Uta von Debschitz, Thilo von Debschitz (Hrsg.)
Fritz Kahn
Man Machine – Maschine Mensch
Springer 2009

Nimmt man dieses wunderbar gestaltete Buch von Uta und Thilo von Debschitz zur Hand, merkt man auf Anhieb, dass es sich hier um ein herstellerisches und gestalterisches Musterstück handelt, das voller Begeisterung für seinen Gegenstand ist. So erscheint dieser Führer durch die Bilderwelt Fritz Kahns (1888 – 1968) mit einem deutschen und englischen Begleittext.

Als eine der vielen Analogien, die Fritz Kahn illustriert, sei hier die Gestalt des Gehirns und der Walnuss genannt, die das Buch in der Originalillustration für Kahns Buch Der Mensch gesund und krank abbildet. Oder die Darstellung der Verarbeitung des Sehsinns im Gehirn als Belichtung, Entwicklung und Projektion eines Kinostreifens dargestellt. Die Liebe zum Bild oder Bildchen macht aber auch diese Autoren nicht blind. Sie schreiben:

„Doch diese Bildsprache hat auch ihre Schwächen. So verrät Kahns Gehirnkino vermutlich mehr über die damalige Konjunktur der UFA als über die Vorgänge im Gehirn. Und was kann überhaupt eine Erklärung leisten, die an entscheidender Stelle in die Welt der Automaten wieder winzige Verwaltungsangestellte und Techniker einführen muss, die genau das vollbringen, was eigentlich die Technik erklären sollte?“

Man könnte hier zur Ehrenrettung Fritz Kahns und seiner Verwerter, des umtriebigen Kosmos Verlags, behaupten, dass Kahns Verfahren diverse Fachbereiche (Technik und Körper) in ein Bild bringt – und es ist nicht ganz sicher, ob dieses dann nur als bloßes Wimmelbildchen oder Verblüffungsvorlage für große Jungs, oder aber als Anregung, sich über Unterschiede Gedanken zu machen, verstanden wird. Denn aus dem Analogen, das Kahn vorlegt, folgt daraus immer schon das erweiterte Analogisieren?

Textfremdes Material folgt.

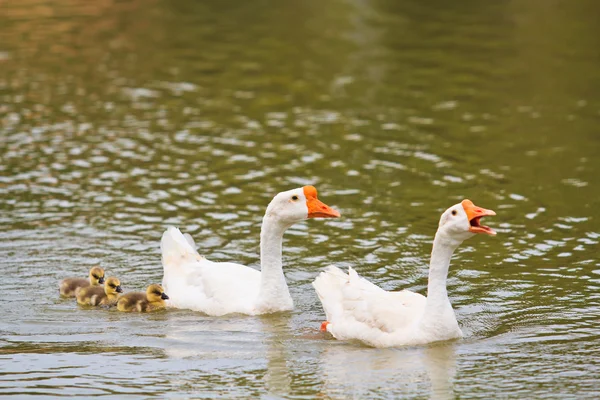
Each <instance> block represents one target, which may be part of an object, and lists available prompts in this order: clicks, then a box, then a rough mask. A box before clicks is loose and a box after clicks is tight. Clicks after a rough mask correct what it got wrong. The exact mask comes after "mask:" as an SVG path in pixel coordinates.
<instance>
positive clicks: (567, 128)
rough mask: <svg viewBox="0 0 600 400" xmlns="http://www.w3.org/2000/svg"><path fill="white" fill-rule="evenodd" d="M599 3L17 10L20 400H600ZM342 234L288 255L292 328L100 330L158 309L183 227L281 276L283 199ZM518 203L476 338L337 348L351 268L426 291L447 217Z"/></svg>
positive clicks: (466, 298) (462, 272)
mask: <svg viewBox="0 0 600 400" xmlns="http://www.w3.org/2000/svg"><path fill="white" fill-rule="evenodd" d="M599 7H600V6H599V5H598V4H596V2H593V1H591V0H590V1H579V2H562V1H554V2H546V1H530V2H526V3H524V2H517V1H503V2H494V4H492V3H491V2H483V3H482V2H465V3H464V4H456V5H447V4H445V3H444V4H442V3H440V4H430V5H429V6H425V5H423V4H421V2H418V1H405V2H401V3H399V2H396V1H383V0H382V1H374V2H363V1H350V0H335V1H331V2H329V3H328V4H327V5H326V6H324V5H323V3H322V2H317V1H312V0H309V1H303V2H299V3H298V2H275V1H266V0H264V1H257V2H244V1H229V2H217V1H202V2H198V1H183V0H177V1H162V0H131V1H109V0H104V1H94V2H85V1H77V0H63V1H47V0H22V1H20V2H9V3H6V4H4V5H3V7H2V9H3V12H2V13H1V14H0V26H1V27H2V28H1V30H0V35H1V36H0V120H1V121H2V125H1V127H0V137H1V139H2V142H1V147H0V157H1V160H2V162H1V165H0V170H1V172H2V176H1V178H0V179H1V180H0V193H1V196H0V211H1V212H0V222H1V225H0V238H1V241H0V260H1V261H0V263H1V265H2V271H3V274H2V276H3V279H2V301H0V311H1V315H2V318H1V321H0V332H1V338H0V394H2V395H9V394H12V395H21V396H25V395H32V394H35V395H45V396H48V397H54V396H59V395H61V396H79V397H82V396H95V395H113V396H115V397H119V398H123V397H125V396H126V395H130V396H131V397H132V398H133V397H148V396H159V397H183V398H185V397H194V398H203V397H205V398H215V397H217V396H220V397H224V398H245V397H250V396H261V397H264V398H315V397H318V398H336V399H337V398H339V399H346V398H399V397H411V398H456V397H459V398H491V397H514V398H578V399H579V398H598V397H599V396H600V393H599V392H600V386H599V383H598V382H600V368H599V367H598V365H600V359H599V356H598V343H599V340H600V327H599V326H598V321H599V320H600V295H599V293H600V261H599V258H598V255H597V254H598V243H599V241H600V223H599V218H598V217H599V215H598V211H597V210H598V207H599V206H600V200H599V199H600V192H599V190H598V184H597V182H598V178H597V177H598V174H599V173H600V162H599V161H598V155H599V154H600V139H599V136H598V125H599V122H600V95H599V93H600V69H599V68H598V65H600V39H599V38H600V31H599V29H600V28H599V27H598V24H597V18H596V16H597V15H598V11H599V10H600V8H599ZM305 184H314V185H315V186H317V188H318V189H319V192H320V197H321V199H322V200H323V201H325V202H326V203H327V204H329V205H332V206H335V207H336V208H338V209H339V210H340V211H341V212H342V216H343V218H341V219H339V220H328V221H323V220H311V221H307V222H305V223H302V224H298V225H296V226H294V227H293V228H292V229H290V230H289V231H288V233H287V234H286V236H285V241H284V263H285V273H286V277H287V280H288V283H289V286H290V290H291V292H292V296H293V298H294V300H295V303H296V309H295V310H294V312H292V313H287V314H280V315H271V316H264V317H244V316H226V317H221V318H210V317H206V316H204V315H202V314H200V313H195V312H190V311H184V310H170V311H167V312H160V313H155V314H151V315H129V314H122V313H118V312H115V311H107V310H85V309H83V308H80V307H78V306H77V305H76V304H74V302H73V301H69V300H61V299H59V298H58V296H57V284H58V281H59V280H60V279H62V278H64V277H67V276H73V275H85V274H86V271H87V270H88V269H89V268H90V267H91V266H93V265H96V264H99V265H101V266H102V267H104V268H105V269H106V270H107V273H108V274H109V275H117V276H119V277H120V278H121V282H122V285H123V287H124V288H125V289H126V290H142V289H143V288H144V287H145V286H146V285H147V284H149V283H151V282H159V281H160V280H161V278H162V267H161V263H160V250H159V241H160V236H161V234H162V232H163V231H164V230H165V229H166V227H167V226H171V225H175V226H179V227H181V228H182V229H183V230H184V231H187V232H190V233H191V234H192V235H193V236H194V238H195V239H196V242H197V244H198V247H199V250H200V252H201V253H203V254H205V255H207V256H208V257H209V258H210V259H212V260H216V261H237V262H240V263H245V264H247V265H251V266H253V267H258V266H259V262H258V252H259V251H258V249H259V247H258V246H259V243H258V239H259V230H260V222H261V218H262V215H263V212H264V209H265V207H266V205H267V204H268V202H269V200H270V199H271V198H272V196H273V195H274V194H276V193H277V192H279V191H282V190H287V189H290V188H294V187H298V186H302V185H305ZM463 198H469V199H471V200H473V201H474V202H475V203H476V204H478V205H481V206H482V207H486V208H491V209H494V210H495V211H496V212H497V214H498V215H497V217H495V218H493V219H488V221H489V225H491V226H493V227H494V228H495V229H496V230H497V231H498V236H497V237H494V238H492V237H475V238H473V239H470V240H469V241H468V242H465V243H464V244H463V246H462V247H461V248H460V249H459V250H458V251H457V253H456V254H455V257H454V259H453V262H452V265H451V270H450V275H449V293H450V296H451V300H452V302H453V304H454V306H455V309H456V313H457V317H458V320H459V323H460V325H461V327H462V329H463V331H464V332H465V334H466V337H465V339H463V340H460V341H455V342H448V343H441V344H435V345H431V346H420V347H412V348H400V349H370V348H367V347H362V346H360V345H357V344H348V343H340V342H337V341H335V340H331V338H328V337H327V336H325V335H323V334H321V333H320V332H318V327H319V325H320V322H321V321H322V320H323V318H324V314H323V311H322V309H321V306H320V304H319V301H318V299H317V297H316V295H315V293H314V291H313V289H312V287H311V286H310V283H311V281H312V280H313V279H314V277H315V276H316V275H317V273H318V272H319V271H320V270H321V269H322V268H324V267H325V266H327V265H329V264H335V265H338V266H340V267H346V266H353V267H354V268H356V270H357V271H358V272H359V273H360V274H361V275H363V276H365V277H367V278H368V279H370V280H371V281H373V282H375V283H377V284H379V285H381V286H383V287H384V288H386V289H393V290H395V289H401V288H408V289H411V290H415V291H418V292H420V293H425V288H426V284H427V265H428V256H429V253H430V251H431V242H432V239H433V234H434V233H435V229H436V227H437V222H438V218H439V215H440V214H441V212H442V211H443V210H444V209H446V208H447V207H448V206H450V205H452V204H454V203H457V202H459V201H460V200H462V199H463Z"/></svg>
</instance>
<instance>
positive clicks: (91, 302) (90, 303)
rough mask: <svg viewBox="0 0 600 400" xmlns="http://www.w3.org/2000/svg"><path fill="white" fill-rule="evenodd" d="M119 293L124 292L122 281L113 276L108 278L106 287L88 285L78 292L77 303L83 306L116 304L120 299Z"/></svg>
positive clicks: (108, 305)
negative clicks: (122, 286)
mask: <svg viewBox="0 0 600 400" xmlns="http://www.w3.org/2000/svg"><path fill="white" fill-rule="evenodd" d="M119 293H123V289H121V282H120V281H119V280H118V279H117V278H115V277H114V276H111V277H110V278H108V279H107V280H106V283H105V284H104V287H102V286H88V287H86V288H82V289H81V290H79V293H77V303H79V304H81V305H82V306H109V307H111V306H114V305H116V304H117V301H118V300H119Z"/></svg>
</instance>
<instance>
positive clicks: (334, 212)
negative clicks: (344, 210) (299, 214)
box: [303, 186, 340, 218]
mask: <svg viewBox="0 0 600 400" xmlns="http://www.w3.org/2000/svg"><path fill="white" fill-rule="evenodd" d="M303 189H304V196H306V207H308V218H339V217H340V213H339V211H336V210H334V209H333V208H331V207H329V206H328V205H327V204H325V203H323V202H321V201H320V200H319V199H317V189H315V187H314V186H304V188H303Z"/></svg>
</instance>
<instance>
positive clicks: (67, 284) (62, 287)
mask: <svg viewBox="0 0 600 400" xmlns="http://www.w3.org/2000/svg"><path fill="white" fill-rule="evenodd" d="M103 283H104V270H103V269H102V268H100V267H94V268H92V269H90V275H89V280H88V279H85V278H67V279H63V280H62V281H61V282H60V287H59V289H60V295H61V296H63V297H76V296H77V292H79V290H81V289H82V288H84V287H88V286H98V285H101V284H103Z"/></svg>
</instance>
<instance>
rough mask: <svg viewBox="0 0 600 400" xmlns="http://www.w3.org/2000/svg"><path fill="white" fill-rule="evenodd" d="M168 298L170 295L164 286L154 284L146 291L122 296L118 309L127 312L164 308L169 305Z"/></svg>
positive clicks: (146, 289) (150, 309)
mask: <svg viewBox="0 0 600 400" xmlns="http://www.w3.org/2000/svg"><path fill="white" fill-rule="evenodd" d="M168 299H169V296H167V294H166V293H165V290H164V289H163V288H162V286H160V285H156V284H154V285H150V286H148V288H147V289H146V293H143V292H131V293H126V294H124V295H123V296H121V298H119V302H118V303H117V310H119V311H125V312H151V311H156V310H162V309H163V308H165V307H166V306H167V304H166V302H165V300H168Z"/></svg>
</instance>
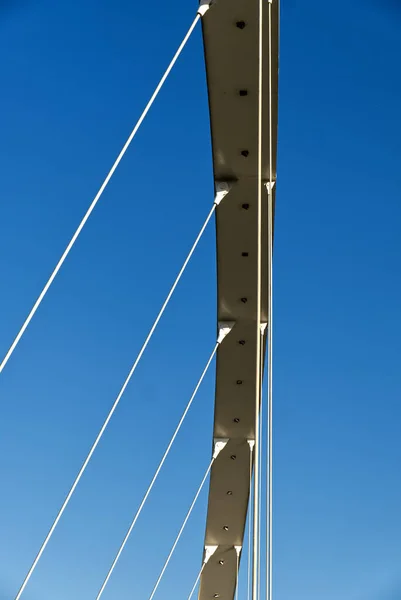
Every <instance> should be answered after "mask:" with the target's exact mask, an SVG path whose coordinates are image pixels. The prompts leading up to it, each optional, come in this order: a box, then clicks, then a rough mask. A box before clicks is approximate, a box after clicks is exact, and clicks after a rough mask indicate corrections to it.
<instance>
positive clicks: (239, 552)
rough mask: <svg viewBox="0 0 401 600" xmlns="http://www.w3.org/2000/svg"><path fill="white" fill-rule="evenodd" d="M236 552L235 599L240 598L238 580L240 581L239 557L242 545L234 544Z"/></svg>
mask: <svg viewBox="0 0 401 600" xmlns="http://www.w3.org/2000/svg"><path fill="white" fill-rule="evenodd" d="M234 549H235V554H236V559H237V561H236V565H235V600H238V591H239V590H238V581H239V557H240V554H241V550H242V546H234Z"/></svg>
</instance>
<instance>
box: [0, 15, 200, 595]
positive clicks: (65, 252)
mask: <svg viewBox="0 0 401 600" xmlns="http://www.w3.org/2000/svg"><path fill="white" fill-rule="evenodd" d="M204 6H206V5H204ZM207 8H208V6H207ZM207 8H206V10H207ZM198 10H199V11H200V12H198V13H197V15H196V17H195V19H194V20H193V22H192V25H191V26H190V28H189V29H188V32H187V33H186V35H185V37H184V39H183V41H182V42H181V44H180V46H179V48H178V50H177V52H176V53H175V55H174V57H173V59H172V61H171V62H170V64H169V66H168V67H167V69H166V71H165V73H164V75H163V77H162V78H161V80H160V82H159V83H158V85H157V87H156V89H155V91H154V92H153V94H152V96H151V98H150V100H149V102H148V103H147V105H146V107H145V109H144V111H143V112H142V114H141V116H140V117H139V119H138V121H137V123H136V125H135V127H134V129H133V130H132V132H131V134H130V136H129V138H128V139H127V141H126V142H125V144H124V146H123V148H122V150H121V152H120V154H119V155H118V156H117V158H116V160H115V162H114V164H113V166H112V167H111V169H110V171H109V173H108V175H107V177H106V179H105V180H104V181H103V183H102V185H101V186H100V188H99V191H98V192H97V194H96V196H95V197H94V199H93V201H92V204H91V205H90V206H89V208H88V210H87V211H86V213H85V216H84V217H83V219H82V221H81V222H80V224H79V226H78V228H77V230H76V231H75V233H74V235H73V236H72V238H71V240H70V242H69V243H68V246H67V247H66V249H65V250H64V252H63V254H62V255H61V258H60V260H59V261H58V263H57V265H56V266H55V268H54V271H53V272H52V274H51V275H50V277H49V279H48V281H47V283H46V285H45V286H44V288H43V289H42V291H41V292H40V294H39V296H38V298H37V300H36V302H35V304H34V305H33V307H32V309H31V312H30V313H29V315H28V316H27V318H26V319H25V321H24V323H23V325H22V327H21V329H20V330H19V332H18V334H17V336H16V337H15V339H14V341H13V343H12V344H11V346H10V348H9V349H8V352H7V354H6V355H5V357H4V358H3V361H2V362H1V364H0V373H1V372H2V371H3V369H4V367H5V366H6V364H7V363H8V361H9V359H10V358H11V355H12V354H13V352H14V350H15V348H16V347H17V344H18V343H19V341H20V339H21V338H22V336H23V335H24V332H25V330H26V328H27V327H28V325H29V323H30V322H31V320H32V318H33V317H34V315H35V313H36V311H37V310H38V308H39V306H40V304H41V303H42V300H43V298H44V297H45V295H46V293H47V291H48V289H49V288H50V286H51V284H52V283H53V281H54V279H55V277H56V275H57V273H58V272H59V270H60V269H61V267H62V265H63V263H64V261H65V259H66V258H67V256H68V254H69V253H70V250H71V249H72V247H73V246H74V244H75V242H76V240H77V238H78V236H79V234H80V233H81V231H82V229H83V228H84V226H85V223H86V222H87V220H88V219H89V217H90V215H91V213H92V211H93V209H94V208H95V206H96V204H97V203H98V201H99V200H100V197H101V196H102V194H103V192H104V190H105V189H106V187H107V185H108V183H109V181H110V179H111V178H112V176H113V174H114V171H115V170H116V169H117V167H118V165H119V164H120V162H121V160H122V158H123V156H124V154H125V153H126V151H127V149H128V147H129V145H130V144H131V142H132V140H133V139H134V137H135V135H136V133H137V131H138V129H139V127H140V126H141V124H142V122H143V120H144V119H145V117H146V115H147V114H148V112H149V110H150V108H151V106H152V104H153V102H154V101H155V99H156V97H157V95H158V93H159V92H160V90H161V88H162V87H163V84H164V82H165V81H166V79H167V77H168V76H169V74H170V71H171V69H172V68H173V66H174V64H175V63H176V61H177V59H178V57H179V55H180V54H181V52H182V50H183V49H184V46H185V45H186V43H187V41H188V40H189V38H190V36H191V34H192V32H193V30H194V28H195V26H196V24H197V22H198V21H199V19H200V18H201V16H202V14H204V12H206V10H205V9H204V8H203V9H202V11H201V7H200V8H199V9H198ZM21 593H22V590H20V592H18V594H19V595H17V597H16V600H17V598H19V596H20V595H21Z"/></svg>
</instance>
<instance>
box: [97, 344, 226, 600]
mask: <svg viewBox="0 0 401 600" xmlns="http://www.w3.org/2000/svg"><path fill="white" fill-rule="evenodd" d="M218 346H219V344H218V343H217V344H216V345H215V347H214V349H213V352H212V354H211V355H210V357H209V359H208V361H207V364H206V367H205V368H204V370H203V373H202V375H201V376H200V378H199V381H198V383H197V384H196V387H195V389H194V391H193V394H192V396H191V398H190V399H189V402H188V404H187V406H186V408H185V410H184V412H183V414H182V417H181V419H180V421H179V423H178V425H177V427H176V429H175V431H174V434H173V436H172V438H171V440H170V442H169V444H168V446H167V448H166V450H165V452H164V454H163V457H162V459H161V461H160V463H159V466H158V467H157V469H156V472H155V474H154V476H153V479H152V481H151V482H150V484H149V487H148V489H147V490H146V493H145V495H144V497H143V499H142V502H141V504H140V505H139V508H138V510H137V511H136V513H135V516H134V518H133V520H132V521H131V525H130V526H129V528H128V531H127V533H126V534H125V537H124V539H123V541H122V543H121V546H120V547H119V549H118V552H117V554H116V556H115V558H114V560H113V562H112V564H111V567H110V569H109V571H108V573H107V575H106V577H105V579H104V581H103V583H102V586H101V588H100V590H99V592H98V595H97V596H96V600H99V599H100V597H101V596H102V594H103V592H104V590H105V588H106V586H107V583H108V581H109V579H110V577H111V575H112V573H113V571H114V569H115V567H116V565H117V563H118V561H119V558H120V556H121V554H122V552H123V550H124V548H125V545H126V543H127V542H128V539H129V537H130V535H131V533H132V530H133V529H134V527H135V524H136V522H137V520H138V518H139V515H140V514H141V512H142V509H143V507H144V506H145V502H146V500H147V498H148V496H149V494H150V492H151V490H152V488H153V486H154V484H155V482H156V479H157V477H158V475H159V473H160V471H161V468H162V466H163V465H164V462H165V460H166V458H167V456H168V454H169V452H170V450H171V447H172V445H173V443H174V440H175V438H176V437H177V434H178V432H179V431H180V429H181V426H182V424H183V422H184V419H185V417H186V416H187V413H188V411H189V409H190V407H191V405H192V402H193V400H194V398H195V396H196V394H197V392H198V390H199V387H200V385H201V383H202V381H203V379H204V377H205V375H206V373H207V371H208V369H209V366H210V363H211V362H212V360H213V357H214V355H215V354H216V350H217V348H218Z"/></svg>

Erst wenn die Ebene des überraschenden In-Beziehung-setzens und der heuristischen Hilfsvorstellung, die ja alle didaktischen Gründe für sich hat, verlassen wird, und die Verbindung von Technik und Körper beziehungsanalog weiter ausgebaut wird, hörte der Spaß auf. Zweifel aber bleiben. Die Struktur der Kieselalge wird bei Kahn an einer anderen Stelle einer gotischen Rosette gegenüber gestellt. (S. 140) Es käme nun auf den erläuternden Text Fritz Kahns an, um zu prüfen, ob der Leser am Ende nur die Analogie erkannt, von der Kieselalge aber genauso wenig wie von einem Kirchenfenster verstanden hat. Dann bliebe nichts als der Effekt, den schon Christoph Martin Wieland in der Geschichte der Abderiten beschrieben hat.
„>Was ihr Welt nennt ist eigentlich eine ewige Reihe von Welten, die, wie die Häute einer Zwiebel, über ein ander liegen, und sich nach und nach ablösen.< Sehr deutlich gegeben riefen die Abderiten, sehr deutlich! Sie glaubten den Philosophen verstanden zu haben, weil sie sehr gut wußten was eine Zwiebel war."